Pommes Sautées
As I walked up the Rue des Martyrs with my bag of small, perfect, waxy potatoes I doffed my imaginary hat to Monsieur Parmentier. Well, I do have a hat and wore it a lot not so long ago to cover a healing wound on my forehead but this wasn’t necessary anymore, and anyway the hat wasn’t with me now in Paris. Nor was Monsieur Parmentier, though any remains of him lie in a plot in Père Lachaise ringed by potato plants.

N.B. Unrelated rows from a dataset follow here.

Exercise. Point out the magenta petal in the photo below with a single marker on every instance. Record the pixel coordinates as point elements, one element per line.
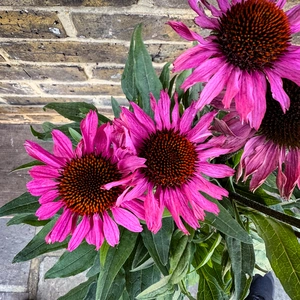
<point>48,210</point>
<point>126,219</point>
<point>62,145</point>
<point>79,234</point>
<point>61,229</point>
<point>95,235</point>
<point>37,152</point>
<point>88,128</point>
<point>153,212</point>
<point>111,230</point>
<point>38,187</point>
<point>39,172</point>
<point>49,196</point>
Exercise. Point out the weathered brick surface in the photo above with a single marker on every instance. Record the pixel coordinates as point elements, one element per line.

I would not be intending to cook my potatoes if not for the duplicitous actions of Parmentier back in the late years of the 18th century. After he’d realized that this odd-shaped tuber looted from the Incas in Peru (along with their gold and silver) was extremely nutritious, and no one would believe him, he’d come up with a ruse. Using money given to him by King Louis XVI, he purchased a plot of impoverished ground outside Paris, in Neuilly-sur-Seine, and planted it with potatoes. When the time to dig them came, he built a fence around them and put armed guards outside it. These men wore uniforms the color of potatoes. They were told to leak the news that they were guarding an extremely precious food. Then, one night, they left their post. Thieves arrived within a couple of hours and stole the entire crop. Over the next few days the potatoes were sold in the city’s markets as the food of kings.

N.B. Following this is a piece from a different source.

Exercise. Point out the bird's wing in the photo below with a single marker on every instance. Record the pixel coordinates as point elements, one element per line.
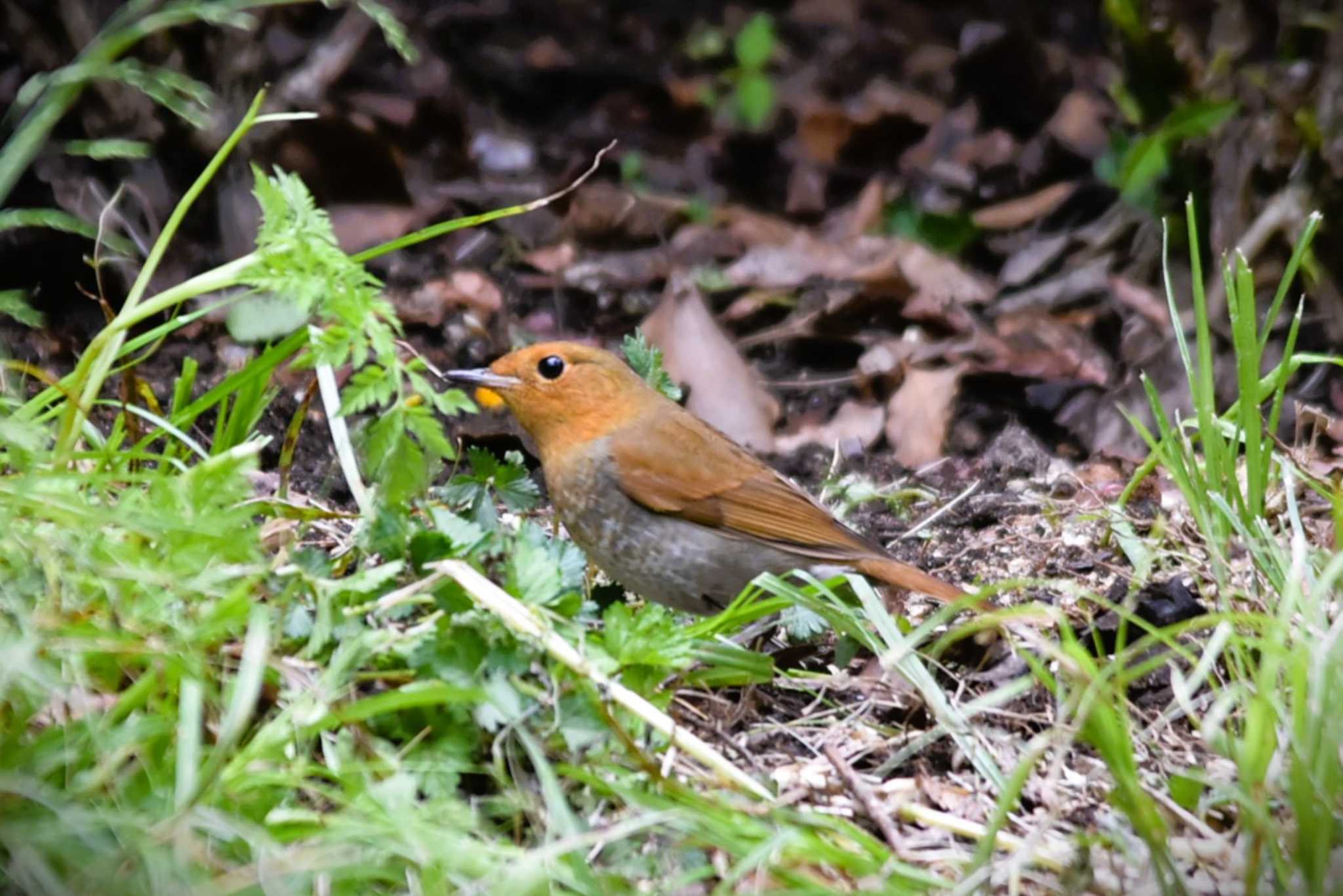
<point>679,465</point>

So my guests wouldn’t know they would be eating the food of kings. Nor would I tell them, though I might well concoct a story about the breed of pigs their pork chops had come from. And the posh wine that had yielded the wine vinegar I’d used in the salad dressing. I could try telling them I’d climbed over the fence of Père Lachaise the previous night, armed with a phone-torch, a troweling spade, and a canvas bag, and dug the potatoes from Monsieur Parmentier’s plot — only taking the small ones that were right for pommes sautées, of course — but I know they wouldn’t believe me.

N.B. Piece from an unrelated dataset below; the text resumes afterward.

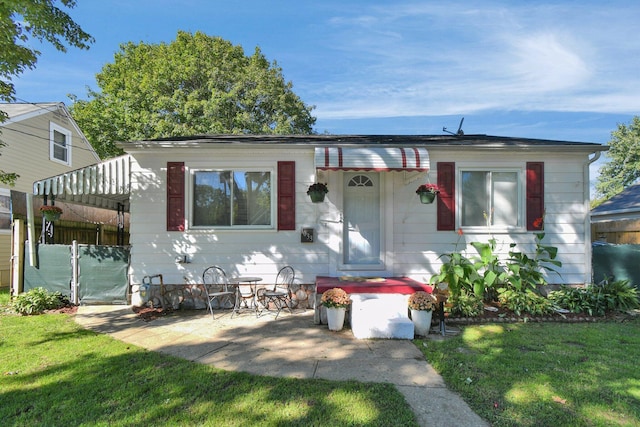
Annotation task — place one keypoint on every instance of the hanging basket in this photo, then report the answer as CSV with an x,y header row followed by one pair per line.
x,y
317,196
427,197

I was distracted from these smug reveries by my mobile phone ringing. I dug it out of my pocket and answered it, thinking one advantage of being in France was that nobody rang me. The voice at the other end was not one I recognized. It said, at first quietly, “Are you OK?” then in a louder voice, “Please tell me you’re OK over there,” and that was it. When I went to check the number, it had been withheld. What had I landed myself in, I wondered? I went home to deal with my 19th-century French meal.